Friday, February 29, 2008

Michener's God

James Michener was a writer who did extensive research on whatever topic he was writing. I was introduced to Michener during a summer class I took in Israel, and I picked up his The Source to see through his eyes how archeology can inform us about the past.

If you have read his Hawaii, you know Michener does not treat "Christians" with great kindness. Still, he has a lot to teach us about his view of God.

I present to you the theory of the evolution of God (religion) with special relation to the evolution of the Hebrew religion (or monotheism) to which he as well as many other scholars hold. My source is his Source.

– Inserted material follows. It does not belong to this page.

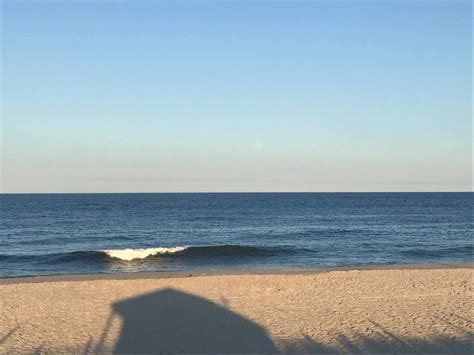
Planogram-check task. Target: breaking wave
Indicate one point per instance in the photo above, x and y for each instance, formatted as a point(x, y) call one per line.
point(149, 254)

I guess we start with "apelike man from Africa...looking for water...in a time when gods have not yet been called forth by hunger of man." This could have been about 12 000 years ago. Eventually, "man" began to walk upright (already having developed the capacity for language) and hunt for food. While the males were hunting the women were gathering wheat from away and learning to plant it closer to their primitive lodging.

Humans have moved into the arena of naming spirits and forces but have yet to develop "placating ceremonies." Crops depend on the sun and rain. There is an "I-It" relationship to the natural world and spirit world. There is "an impersonal spirit but inanimate."

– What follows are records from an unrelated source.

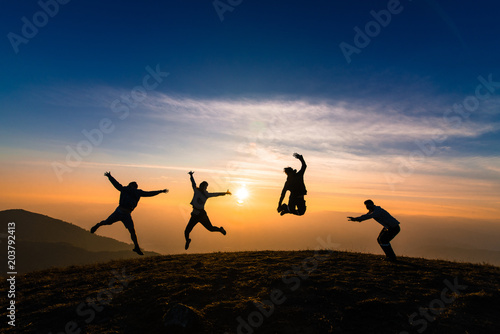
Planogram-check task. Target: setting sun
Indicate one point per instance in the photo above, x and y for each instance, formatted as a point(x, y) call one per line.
point(241, 194)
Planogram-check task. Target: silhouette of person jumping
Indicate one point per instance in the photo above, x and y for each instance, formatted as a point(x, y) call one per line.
point(129, 197)
point(199, 215)
point(390, 230)
point(295, 184)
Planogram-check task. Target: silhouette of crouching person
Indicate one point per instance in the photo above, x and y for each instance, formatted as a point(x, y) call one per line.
point(129, 198)
point(390, 230)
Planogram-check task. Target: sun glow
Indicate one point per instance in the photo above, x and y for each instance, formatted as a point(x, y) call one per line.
point(241, 195)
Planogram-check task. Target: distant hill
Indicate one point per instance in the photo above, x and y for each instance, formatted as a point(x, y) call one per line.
point(260, 292)
point(44, 242)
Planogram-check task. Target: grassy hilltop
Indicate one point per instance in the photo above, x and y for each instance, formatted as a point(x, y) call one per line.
point(261, 292)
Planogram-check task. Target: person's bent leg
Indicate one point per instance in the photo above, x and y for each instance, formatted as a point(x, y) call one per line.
point(127, 221)
point(189, 227)
point(384, 238)
point(205, 221)
point(301, 207)
point(113, 218)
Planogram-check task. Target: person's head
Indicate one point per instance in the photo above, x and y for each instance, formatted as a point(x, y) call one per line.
point(289, 171)
point(204, 186)
point(369, 204)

Later, we've moved into an "I-You" (is there any influence from Martin Buber's I-Thou ?)relationship. The human thanks the flood by giving "him" an offering. Therefore, the elements have become personified.

The storm, the wind, the wild boar, and the water will know we mean them no harm if we put a high stone on a rock. They can then see we are not out to hurt them.

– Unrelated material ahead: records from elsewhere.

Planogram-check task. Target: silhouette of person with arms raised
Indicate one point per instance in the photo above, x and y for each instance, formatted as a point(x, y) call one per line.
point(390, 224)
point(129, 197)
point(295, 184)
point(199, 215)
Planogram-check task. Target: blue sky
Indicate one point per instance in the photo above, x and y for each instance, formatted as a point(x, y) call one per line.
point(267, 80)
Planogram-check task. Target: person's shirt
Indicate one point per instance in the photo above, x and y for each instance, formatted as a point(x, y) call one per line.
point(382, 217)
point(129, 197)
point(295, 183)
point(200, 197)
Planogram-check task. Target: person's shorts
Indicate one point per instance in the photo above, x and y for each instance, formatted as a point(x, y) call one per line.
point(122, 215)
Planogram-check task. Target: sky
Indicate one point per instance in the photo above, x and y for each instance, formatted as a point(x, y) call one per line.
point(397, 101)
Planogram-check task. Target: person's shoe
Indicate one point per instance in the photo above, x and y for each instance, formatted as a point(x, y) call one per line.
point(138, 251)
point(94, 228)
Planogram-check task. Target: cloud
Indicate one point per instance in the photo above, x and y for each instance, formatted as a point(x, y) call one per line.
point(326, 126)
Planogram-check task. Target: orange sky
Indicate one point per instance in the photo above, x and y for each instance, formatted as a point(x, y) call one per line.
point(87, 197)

A lot more time passes, and we have the Canaanites and their fertility deities like Astarte (Ashtart) called Ashtoreth by the Hebrews, Ishtar by the Babylonians, and Aphrodite by the Greeks. Basically, we go from 1. self-awareness to 2. awareness of the natural world to 3. seeing the need for showing the elements that we are nice people to 4. personifying the elements to 5. placating the evil spirits who may cause us harm to 6. pleasing the fertile spirits/gods for the continuation of our self (both reproducing our own kind and the reproduction of the Earth).

Our monoliths are now established, considered dropped down from the sky by the gods. These stones became special and among the many monoliths erected, certain ones became holy. Trash collected around them and eventually covered most of the rock leaving just the top. This symbol becomes the "father of all gods" or "El," the source of all power.
The rise of monotheism is an attempt to pull all the gods together into one.
I realize that this is a pretty oversimplified explanation of the rise of monotheism. I sort of wanted it that way. To start, I, myself, need a simple way of understanding this process.
But why couldn't there have just been "God?"

4 comments:

Stew said...

It does beg the question of why the omnipotent and omniscient one has been so crap at revealing himself to the world. Everyone seems to hear a different message, and even those that read from the same book end up interpreting it differently. If only he would come blazing out of the sky and announce to humanity, "No, you dolts, it's like this ...."

pecheur said...

I wonder that myself.

And then what does the incarnation do in helping His revelation?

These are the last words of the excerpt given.